最近は顔だって見れない。心臓がバクバクなって熱が出た時みたいに呼吸がおかしくなる。全力で走ってるせいか握りしめた手のひらに汗が滲んでまるで……。
「なるほど、わかってくれてるならいいや」
「っえぁ?!」
「こんにちは、なまえさん」
いつの間にか立っていたなまえ。驚き過ぎて息がとまり、心臓を鷲掴みにされた気分になる。顔を見れば今まで見たことがない笑顔を浮かべていた。
炭治郎は平然とまた後でなと言って俺から離れて行ってしまう。
つまり、二人きり。
そう、頭が認識すると顔に熱が集まって汗が止まらなくなる。なんでそんな顔してるんだよ。
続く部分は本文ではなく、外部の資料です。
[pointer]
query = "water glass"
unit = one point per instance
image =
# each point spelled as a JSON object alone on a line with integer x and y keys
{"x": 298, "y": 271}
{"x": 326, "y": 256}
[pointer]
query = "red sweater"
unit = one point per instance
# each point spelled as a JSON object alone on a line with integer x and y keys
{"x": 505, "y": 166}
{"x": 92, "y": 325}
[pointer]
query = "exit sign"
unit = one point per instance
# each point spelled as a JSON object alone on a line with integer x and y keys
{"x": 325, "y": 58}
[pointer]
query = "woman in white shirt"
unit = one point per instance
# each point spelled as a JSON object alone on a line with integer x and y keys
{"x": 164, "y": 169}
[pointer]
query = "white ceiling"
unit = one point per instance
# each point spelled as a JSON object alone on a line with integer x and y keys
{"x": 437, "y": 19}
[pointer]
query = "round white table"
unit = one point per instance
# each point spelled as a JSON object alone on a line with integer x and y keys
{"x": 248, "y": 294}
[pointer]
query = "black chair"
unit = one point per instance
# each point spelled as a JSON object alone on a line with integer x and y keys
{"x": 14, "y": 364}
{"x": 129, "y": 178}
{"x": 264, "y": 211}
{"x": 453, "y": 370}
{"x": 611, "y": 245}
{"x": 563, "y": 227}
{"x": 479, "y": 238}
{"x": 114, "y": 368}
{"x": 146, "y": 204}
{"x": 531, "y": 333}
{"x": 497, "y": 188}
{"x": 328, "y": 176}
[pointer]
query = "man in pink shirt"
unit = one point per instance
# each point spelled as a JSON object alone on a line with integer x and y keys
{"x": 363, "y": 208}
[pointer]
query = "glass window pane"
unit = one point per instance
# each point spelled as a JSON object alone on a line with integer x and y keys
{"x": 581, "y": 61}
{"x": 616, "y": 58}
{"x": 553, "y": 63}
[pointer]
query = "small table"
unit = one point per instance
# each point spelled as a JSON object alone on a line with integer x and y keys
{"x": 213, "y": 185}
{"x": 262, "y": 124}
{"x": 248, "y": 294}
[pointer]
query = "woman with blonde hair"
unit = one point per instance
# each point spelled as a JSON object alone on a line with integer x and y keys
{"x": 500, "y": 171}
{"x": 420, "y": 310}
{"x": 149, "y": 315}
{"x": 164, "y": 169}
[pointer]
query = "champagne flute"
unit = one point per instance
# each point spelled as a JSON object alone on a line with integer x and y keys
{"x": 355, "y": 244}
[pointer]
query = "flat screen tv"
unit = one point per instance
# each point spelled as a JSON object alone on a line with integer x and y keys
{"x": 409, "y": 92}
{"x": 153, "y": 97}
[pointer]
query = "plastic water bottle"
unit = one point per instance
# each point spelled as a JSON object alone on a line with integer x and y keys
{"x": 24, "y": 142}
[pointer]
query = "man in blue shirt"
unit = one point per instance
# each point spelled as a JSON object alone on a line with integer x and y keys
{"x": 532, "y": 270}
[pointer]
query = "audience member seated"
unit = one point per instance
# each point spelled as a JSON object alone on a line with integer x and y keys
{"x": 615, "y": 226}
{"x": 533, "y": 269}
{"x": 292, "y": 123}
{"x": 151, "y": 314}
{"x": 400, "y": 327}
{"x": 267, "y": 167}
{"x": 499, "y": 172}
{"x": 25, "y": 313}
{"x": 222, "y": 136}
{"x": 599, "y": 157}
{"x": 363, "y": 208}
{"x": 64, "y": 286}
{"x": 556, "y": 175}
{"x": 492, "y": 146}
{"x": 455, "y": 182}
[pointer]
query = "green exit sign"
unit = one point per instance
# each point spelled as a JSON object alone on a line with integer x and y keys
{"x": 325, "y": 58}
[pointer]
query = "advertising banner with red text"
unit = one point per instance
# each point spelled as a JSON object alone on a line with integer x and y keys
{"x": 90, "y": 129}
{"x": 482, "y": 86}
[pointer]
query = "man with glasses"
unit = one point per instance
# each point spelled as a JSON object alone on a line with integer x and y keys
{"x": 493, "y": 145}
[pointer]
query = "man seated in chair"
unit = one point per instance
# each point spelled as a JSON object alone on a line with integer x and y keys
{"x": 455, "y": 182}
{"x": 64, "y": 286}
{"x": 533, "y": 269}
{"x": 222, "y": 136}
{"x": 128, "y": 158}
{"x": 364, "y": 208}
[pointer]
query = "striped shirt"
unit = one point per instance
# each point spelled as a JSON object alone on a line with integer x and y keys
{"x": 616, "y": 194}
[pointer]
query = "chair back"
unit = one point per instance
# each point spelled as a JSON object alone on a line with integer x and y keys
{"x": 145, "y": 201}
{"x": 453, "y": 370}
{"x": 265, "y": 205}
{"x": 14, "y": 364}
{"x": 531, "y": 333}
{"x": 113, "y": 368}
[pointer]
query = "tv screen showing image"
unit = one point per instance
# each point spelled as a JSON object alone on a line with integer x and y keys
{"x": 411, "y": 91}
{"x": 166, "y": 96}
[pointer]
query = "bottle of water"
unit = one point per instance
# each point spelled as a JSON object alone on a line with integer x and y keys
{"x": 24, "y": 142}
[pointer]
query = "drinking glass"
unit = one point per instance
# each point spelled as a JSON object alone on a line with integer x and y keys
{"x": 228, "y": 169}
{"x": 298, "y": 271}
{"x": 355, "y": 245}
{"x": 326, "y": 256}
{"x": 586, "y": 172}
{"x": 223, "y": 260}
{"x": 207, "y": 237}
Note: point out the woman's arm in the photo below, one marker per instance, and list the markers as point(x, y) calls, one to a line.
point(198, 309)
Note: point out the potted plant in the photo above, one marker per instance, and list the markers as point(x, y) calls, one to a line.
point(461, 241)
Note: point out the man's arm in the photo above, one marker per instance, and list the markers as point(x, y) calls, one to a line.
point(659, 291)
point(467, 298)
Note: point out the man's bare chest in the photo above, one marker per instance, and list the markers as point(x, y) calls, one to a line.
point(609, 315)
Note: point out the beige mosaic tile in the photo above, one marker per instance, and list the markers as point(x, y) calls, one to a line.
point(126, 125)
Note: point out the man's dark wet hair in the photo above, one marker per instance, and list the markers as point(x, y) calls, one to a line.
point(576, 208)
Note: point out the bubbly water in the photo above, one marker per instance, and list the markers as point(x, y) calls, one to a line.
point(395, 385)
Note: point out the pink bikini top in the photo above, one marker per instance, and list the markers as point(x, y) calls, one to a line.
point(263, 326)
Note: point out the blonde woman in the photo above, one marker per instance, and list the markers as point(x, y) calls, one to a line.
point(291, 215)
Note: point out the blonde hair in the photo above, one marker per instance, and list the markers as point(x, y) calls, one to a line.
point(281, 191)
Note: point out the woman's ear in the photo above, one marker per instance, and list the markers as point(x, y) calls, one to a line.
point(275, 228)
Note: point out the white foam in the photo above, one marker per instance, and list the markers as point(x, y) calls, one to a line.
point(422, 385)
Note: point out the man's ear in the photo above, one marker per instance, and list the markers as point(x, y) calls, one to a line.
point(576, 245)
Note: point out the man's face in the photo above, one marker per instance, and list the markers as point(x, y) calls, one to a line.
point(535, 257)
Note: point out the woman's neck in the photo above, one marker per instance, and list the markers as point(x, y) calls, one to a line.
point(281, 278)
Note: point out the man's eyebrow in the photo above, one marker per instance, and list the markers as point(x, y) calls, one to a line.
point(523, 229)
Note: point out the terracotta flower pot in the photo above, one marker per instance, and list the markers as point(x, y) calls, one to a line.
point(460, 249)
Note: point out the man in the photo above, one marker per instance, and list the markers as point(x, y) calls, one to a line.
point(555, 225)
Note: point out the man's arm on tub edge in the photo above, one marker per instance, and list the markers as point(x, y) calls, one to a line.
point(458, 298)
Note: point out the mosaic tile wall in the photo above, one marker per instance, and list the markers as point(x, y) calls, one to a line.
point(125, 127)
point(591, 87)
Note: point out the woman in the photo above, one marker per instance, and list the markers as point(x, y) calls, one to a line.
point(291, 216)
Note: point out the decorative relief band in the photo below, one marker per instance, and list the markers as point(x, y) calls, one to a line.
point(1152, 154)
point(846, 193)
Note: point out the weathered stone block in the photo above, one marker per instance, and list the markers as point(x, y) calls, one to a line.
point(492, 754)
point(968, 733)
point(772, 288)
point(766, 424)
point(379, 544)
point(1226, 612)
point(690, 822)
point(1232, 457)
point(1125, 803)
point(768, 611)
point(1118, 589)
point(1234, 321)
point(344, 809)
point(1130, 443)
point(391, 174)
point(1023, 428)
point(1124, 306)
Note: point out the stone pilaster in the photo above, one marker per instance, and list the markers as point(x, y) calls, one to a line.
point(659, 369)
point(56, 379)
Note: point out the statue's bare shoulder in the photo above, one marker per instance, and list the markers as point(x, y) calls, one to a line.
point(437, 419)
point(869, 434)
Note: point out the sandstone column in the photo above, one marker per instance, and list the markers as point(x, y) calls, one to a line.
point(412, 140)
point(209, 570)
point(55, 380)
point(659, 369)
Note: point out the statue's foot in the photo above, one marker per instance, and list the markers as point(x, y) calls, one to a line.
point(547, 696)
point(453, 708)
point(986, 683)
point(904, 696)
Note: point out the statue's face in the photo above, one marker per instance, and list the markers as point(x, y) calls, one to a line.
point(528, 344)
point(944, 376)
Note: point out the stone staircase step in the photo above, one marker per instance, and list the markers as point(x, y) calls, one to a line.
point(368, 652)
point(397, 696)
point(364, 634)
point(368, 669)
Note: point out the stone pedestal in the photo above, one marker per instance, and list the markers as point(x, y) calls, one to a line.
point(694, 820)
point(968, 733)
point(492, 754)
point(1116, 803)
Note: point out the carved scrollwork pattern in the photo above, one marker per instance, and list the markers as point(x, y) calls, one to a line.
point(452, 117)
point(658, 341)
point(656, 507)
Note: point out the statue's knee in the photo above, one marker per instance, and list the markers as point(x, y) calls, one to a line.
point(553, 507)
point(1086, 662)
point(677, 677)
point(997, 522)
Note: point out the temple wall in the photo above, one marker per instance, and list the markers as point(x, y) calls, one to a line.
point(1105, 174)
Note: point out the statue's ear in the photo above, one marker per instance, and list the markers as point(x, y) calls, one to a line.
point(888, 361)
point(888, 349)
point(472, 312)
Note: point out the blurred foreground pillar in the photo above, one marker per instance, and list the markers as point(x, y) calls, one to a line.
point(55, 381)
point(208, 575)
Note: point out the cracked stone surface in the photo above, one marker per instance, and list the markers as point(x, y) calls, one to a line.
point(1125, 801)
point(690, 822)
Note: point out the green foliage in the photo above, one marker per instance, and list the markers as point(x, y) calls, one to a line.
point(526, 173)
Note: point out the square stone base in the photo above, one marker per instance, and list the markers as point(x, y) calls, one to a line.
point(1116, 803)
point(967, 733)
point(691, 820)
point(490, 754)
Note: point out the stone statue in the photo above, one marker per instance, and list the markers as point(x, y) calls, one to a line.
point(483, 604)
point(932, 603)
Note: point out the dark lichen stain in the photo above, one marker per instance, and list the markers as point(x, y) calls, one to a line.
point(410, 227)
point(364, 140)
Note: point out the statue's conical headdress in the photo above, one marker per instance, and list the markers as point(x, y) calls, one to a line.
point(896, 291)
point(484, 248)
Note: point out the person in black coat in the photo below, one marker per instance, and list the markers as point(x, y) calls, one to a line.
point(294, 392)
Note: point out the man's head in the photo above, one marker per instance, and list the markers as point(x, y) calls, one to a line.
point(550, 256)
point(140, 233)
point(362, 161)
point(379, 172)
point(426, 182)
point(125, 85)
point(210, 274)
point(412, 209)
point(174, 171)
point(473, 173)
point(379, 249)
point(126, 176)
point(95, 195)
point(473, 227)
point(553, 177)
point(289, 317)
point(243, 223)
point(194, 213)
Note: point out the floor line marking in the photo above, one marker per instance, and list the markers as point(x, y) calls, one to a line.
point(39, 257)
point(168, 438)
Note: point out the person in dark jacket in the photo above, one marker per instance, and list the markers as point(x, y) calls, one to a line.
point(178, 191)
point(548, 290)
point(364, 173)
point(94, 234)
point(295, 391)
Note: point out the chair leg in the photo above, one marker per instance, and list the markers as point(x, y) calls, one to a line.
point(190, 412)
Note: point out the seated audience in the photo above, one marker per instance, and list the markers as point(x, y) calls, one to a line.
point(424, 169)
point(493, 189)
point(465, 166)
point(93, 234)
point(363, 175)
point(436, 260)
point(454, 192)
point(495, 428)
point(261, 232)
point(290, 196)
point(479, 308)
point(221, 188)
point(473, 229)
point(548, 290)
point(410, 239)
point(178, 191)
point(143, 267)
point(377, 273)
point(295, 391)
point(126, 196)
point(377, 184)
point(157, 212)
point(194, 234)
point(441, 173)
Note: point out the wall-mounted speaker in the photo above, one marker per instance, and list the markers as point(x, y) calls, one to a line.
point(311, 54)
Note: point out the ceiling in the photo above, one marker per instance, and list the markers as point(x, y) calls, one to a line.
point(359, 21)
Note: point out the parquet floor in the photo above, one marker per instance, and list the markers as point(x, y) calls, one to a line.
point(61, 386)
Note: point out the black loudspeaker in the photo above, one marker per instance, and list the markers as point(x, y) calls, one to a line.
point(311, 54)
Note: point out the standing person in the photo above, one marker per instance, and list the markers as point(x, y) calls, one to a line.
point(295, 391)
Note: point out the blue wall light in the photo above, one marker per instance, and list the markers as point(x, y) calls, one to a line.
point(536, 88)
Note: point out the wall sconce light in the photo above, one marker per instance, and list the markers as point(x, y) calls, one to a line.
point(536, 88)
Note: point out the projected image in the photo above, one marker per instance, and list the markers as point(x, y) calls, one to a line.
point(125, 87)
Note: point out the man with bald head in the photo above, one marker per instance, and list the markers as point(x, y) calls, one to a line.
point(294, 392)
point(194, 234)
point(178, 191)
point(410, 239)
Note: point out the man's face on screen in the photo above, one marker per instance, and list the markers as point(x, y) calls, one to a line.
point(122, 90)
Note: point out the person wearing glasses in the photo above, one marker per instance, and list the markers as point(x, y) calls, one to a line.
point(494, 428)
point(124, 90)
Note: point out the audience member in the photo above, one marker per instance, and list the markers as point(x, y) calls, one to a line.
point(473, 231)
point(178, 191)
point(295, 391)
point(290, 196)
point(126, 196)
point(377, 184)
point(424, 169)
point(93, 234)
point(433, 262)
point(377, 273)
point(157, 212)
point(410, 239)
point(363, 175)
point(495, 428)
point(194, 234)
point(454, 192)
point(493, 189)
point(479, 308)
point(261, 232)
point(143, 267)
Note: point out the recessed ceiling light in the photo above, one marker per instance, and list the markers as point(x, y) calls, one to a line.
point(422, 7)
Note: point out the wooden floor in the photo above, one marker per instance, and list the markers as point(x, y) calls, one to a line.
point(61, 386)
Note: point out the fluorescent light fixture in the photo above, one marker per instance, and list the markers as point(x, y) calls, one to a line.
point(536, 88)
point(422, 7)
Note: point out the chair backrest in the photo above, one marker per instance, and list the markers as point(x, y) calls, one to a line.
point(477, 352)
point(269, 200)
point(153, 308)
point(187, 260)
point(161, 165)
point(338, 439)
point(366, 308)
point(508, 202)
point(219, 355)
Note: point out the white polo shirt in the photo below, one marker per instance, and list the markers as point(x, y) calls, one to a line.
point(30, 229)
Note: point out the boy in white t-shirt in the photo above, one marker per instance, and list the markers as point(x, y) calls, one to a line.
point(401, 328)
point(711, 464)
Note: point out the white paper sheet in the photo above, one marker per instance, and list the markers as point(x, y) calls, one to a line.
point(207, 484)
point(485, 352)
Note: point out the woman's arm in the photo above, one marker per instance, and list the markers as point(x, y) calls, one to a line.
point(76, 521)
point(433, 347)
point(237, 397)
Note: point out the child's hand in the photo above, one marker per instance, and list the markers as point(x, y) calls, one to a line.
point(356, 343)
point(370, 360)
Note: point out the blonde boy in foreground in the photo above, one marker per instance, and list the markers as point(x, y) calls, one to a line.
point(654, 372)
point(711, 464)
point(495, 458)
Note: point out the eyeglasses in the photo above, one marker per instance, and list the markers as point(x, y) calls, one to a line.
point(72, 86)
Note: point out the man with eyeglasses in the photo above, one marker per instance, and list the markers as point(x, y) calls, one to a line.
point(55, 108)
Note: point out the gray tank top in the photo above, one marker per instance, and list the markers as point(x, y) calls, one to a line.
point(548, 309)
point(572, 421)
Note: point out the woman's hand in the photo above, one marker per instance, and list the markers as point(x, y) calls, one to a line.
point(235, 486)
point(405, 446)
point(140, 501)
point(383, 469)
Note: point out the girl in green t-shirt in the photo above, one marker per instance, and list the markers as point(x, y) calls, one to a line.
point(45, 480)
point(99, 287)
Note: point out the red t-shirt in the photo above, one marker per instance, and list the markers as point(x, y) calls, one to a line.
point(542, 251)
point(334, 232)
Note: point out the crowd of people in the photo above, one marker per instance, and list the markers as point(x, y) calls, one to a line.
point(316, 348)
「炭治郎くんといた方が落ち着いて話せるかなって思ってたんだけど」
「なんで、俺に構うんだよ…」
「善逸くんにお礼が言いたかったの」
お礼?俺、何かしたっけ?
「善逸くんはさ、覚えてないみたいだからお話してゆっくり思い出して貰おうかなって思ってたんだけど、強い鬼から助けてくれた事があったから」
「え、だ…でも、食べたいって………」
「だって君、会う度に可愛い表情を見せてくれて、何て言い表したらいいのかわからなくてあの言葉がでちゃったの」
どう考えたら食べたいになるんだよ…ちくしょう、なんだよその顔、聞こえてくる音だって鬼から出てくるような音じゃないだろ。なんでそんな優しい音だしてんだよ。
「ねぇ、善逸くん」
「…なんですか?」
「ちょっとお話しよう?」
目を細めてにっこり笑う彼女を見て、否定した時のあの悲しい音を思い出してしまう。俺が首を横に振ったらこの笑顔を崩す事になるんだよな。
そう考えたら、俺が出来た答えは1つだった。